8 hours of writing, 4 hours of working out

-50 hours working

-50 hours sleeping

-40 hours family

-16 hours commuting

-8 hours writing

-4 hours working out



40s Comeback: Minimalist Ironman Training for Maximum Effect (6 hours per week)

A time-crunched 45-year-old Clydesdale finds the family efficient triathlon training frontier: 6 hours per week. 

If only the boys could tow me through Ironman…

Three years later: bigger boys, same outfit

Three years later: bigger boys, same outfit

After a decade-long hiatus from serious endurance sport, I missed the benefits of hard work concomitant with big goals. In 2010 and 2011 I entered two mountainous Tour de France stages to see what biking was all about. To build cycling forbearance, I emphasized long distance, low intensity workouts. Bikers call it “saddle time.” The training did not work for me. Working a full-time job while maximizing the time spent with my wife and two young boys — whom I coach in several sports — didn’t leave time for 5+ hour weekend “base” workouts.

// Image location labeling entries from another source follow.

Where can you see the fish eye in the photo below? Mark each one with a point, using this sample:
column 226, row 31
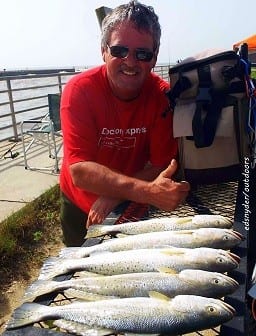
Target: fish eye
column 211, row 309
column 220, row 260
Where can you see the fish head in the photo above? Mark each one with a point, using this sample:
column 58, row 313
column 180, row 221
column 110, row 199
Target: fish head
column 211, row 259
column 205, row 311
column 219, row 238
column 216, row 220
column 214, row 282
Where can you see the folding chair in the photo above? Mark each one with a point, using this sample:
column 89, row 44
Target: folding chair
column 43, row 133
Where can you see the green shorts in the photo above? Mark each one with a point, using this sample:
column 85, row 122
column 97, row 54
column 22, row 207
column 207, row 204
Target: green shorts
column 73, row 222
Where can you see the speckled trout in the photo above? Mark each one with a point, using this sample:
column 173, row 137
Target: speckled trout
column 143, row 260
column 167, row 282
column 153, row 315
column 161, row 224
column 204, row 237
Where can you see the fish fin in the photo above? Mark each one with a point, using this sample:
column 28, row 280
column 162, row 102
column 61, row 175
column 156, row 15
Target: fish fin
column 72, row 252
column 97, row 230
column 184, row 220
column 87, row 274
column 83, row 295
column 188, row 232
column 100, row 253
column 82, row 329
column 167, row 270
column 140, row 334
column 38, row 288
column 29, row 313
column 172, row 251
column 121, row 235
column 158, row 296
column 54, row 266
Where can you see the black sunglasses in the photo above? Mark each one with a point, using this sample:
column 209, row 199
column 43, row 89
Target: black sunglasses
column 141, row 54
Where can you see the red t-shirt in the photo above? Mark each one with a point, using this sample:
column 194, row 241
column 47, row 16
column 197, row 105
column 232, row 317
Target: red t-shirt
column 121, row 135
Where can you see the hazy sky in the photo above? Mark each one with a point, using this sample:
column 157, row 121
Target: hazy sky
column 49, row 33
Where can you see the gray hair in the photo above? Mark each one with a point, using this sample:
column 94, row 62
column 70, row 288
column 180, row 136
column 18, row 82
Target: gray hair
column 143, row 17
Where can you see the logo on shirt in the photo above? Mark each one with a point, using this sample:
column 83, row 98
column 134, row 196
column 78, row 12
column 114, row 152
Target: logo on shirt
column 119, row 138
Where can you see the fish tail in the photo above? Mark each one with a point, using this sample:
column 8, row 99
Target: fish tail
column 50, row 269
column 28, row 313
column 97, row 230
column 87, row 296
column 38, row 288
column 71, row 252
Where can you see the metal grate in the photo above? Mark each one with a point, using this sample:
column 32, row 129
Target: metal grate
column 211, row 199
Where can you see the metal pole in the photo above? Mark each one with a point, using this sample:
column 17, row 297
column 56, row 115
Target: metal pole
column 14, row 123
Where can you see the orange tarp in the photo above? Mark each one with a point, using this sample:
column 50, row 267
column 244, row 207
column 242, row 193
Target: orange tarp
column 251, row 41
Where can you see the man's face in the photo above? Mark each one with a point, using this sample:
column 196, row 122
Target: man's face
column 127, row 75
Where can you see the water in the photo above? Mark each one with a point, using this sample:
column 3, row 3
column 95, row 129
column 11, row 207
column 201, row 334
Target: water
column 26, row 88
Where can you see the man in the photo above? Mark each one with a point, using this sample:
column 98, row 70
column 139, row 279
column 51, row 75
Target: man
column 117, row 128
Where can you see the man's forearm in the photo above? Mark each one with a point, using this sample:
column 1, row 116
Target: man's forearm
column 103, row 181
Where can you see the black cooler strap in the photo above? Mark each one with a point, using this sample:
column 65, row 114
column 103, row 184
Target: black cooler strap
column 209, row 103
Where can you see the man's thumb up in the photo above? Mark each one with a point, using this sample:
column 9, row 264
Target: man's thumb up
column 170, row 170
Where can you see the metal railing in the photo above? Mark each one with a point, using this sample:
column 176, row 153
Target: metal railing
column 25, row 97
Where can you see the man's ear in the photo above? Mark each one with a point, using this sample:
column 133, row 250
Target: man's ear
column 103, row 53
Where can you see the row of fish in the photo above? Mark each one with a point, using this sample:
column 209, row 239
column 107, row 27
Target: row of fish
column 167, row 282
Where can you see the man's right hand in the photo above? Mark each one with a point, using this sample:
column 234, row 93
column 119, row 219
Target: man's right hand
column 167, row 194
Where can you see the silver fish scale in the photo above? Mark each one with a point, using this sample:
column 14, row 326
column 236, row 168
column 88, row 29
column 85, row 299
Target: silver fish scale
column 216, row 199
column 210, row 199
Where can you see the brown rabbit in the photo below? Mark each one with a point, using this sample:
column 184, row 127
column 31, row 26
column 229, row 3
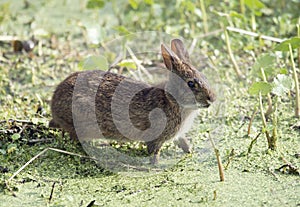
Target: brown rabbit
column 97, row 104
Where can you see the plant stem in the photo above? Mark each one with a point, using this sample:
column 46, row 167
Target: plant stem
column 254, row 34
column 220, row 165
column 298, row 50
column 242, row 7
column 275, row 121
column 269, row 110
column 204, row 16
column 235, row 65
column 253, row 21
column 264, row 122
column 297, row 109
column 251, row 121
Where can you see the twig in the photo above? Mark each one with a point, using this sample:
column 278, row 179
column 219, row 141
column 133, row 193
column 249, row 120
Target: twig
column 52, row 190
column 254, row 34
column 295, row 76
column 220, row 166
column 270, row 107
column 204, row 16
column 230, row 157
column 252, row 142
column 232, row 59
column 251, row 120
column 27, row 163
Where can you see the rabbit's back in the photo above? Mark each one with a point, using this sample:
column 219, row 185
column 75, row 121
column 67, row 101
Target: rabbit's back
column 97, row 104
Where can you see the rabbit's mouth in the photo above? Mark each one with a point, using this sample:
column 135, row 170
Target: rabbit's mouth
column 197, row 105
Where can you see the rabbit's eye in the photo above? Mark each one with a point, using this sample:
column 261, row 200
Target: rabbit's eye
column 191, row 84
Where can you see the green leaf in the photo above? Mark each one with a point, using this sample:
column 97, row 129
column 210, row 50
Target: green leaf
column 15, row 136
column 93, row 63
column 264, row 61
column 254, row 4
column 127, row 63
column 284, row 46
column 95, row 4
column 237, row 15
column 133, row 3
column 262, row 87
column 282, row 85
column 2, row 151
column 122, row 30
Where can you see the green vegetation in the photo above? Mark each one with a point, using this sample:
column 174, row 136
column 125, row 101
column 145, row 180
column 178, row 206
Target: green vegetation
column 250, row 52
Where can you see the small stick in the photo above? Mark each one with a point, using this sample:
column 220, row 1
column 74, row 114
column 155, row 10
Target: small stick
column 295, row 77
column 231, row 56
column 26, row 164
column 52, row 190
column 254, row 34
column 252, row 142
column 251, row 121
column 220, row 166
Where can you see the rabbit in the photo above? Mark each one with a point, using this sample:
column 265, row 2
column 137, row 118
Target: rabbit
column 96, row 104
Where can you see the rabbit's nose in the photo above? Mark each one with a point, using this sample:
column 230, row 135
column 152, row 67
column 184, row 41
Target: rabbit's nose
column 211, row 97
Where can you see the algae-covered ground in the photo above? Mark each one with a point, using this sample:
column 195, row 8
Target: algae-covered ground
column 41, row 42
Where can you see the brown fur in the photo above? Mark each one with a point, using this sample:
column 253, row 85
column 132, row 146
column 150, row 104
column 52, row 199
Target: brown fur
column 96, row 90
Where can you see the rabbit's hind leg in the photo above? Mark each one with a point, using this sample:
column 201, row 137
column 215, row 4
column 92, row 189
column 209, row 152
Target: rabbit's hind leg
column 153, row 148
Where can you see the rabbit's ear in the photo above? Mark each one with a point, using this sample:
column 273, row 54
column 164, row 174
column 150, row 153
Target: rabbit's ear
column 179, row 49
column 170, row 58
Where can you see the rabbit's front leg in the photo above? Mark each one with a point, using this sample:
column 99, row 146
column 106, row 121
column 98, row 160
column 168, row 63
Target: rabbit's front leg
column 153, row 148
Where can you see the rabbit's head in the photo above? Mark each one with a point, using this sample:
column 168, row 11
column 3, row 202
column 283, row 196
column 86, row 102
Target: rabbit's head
column 186, row 84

So I decided to go old school as an experiment. I reverted to the ethos I learned as a rower in the 1980s at St Paul’s and Harvard, and as a 1990s Marine: Every workout is a race.

I found a way to complete big events on 6 hours per week.

In 2012, I ran the Ironman U.S. Championship in New York City. It was a tough race with a hot, hilly marathon. I finished in 10 hours and 46 minutes training an average of 6 hours per week.

In 2013, I took the year off, riding my bike just a single time (keeping a promise I’d made at Mile 90 of Ironman NY).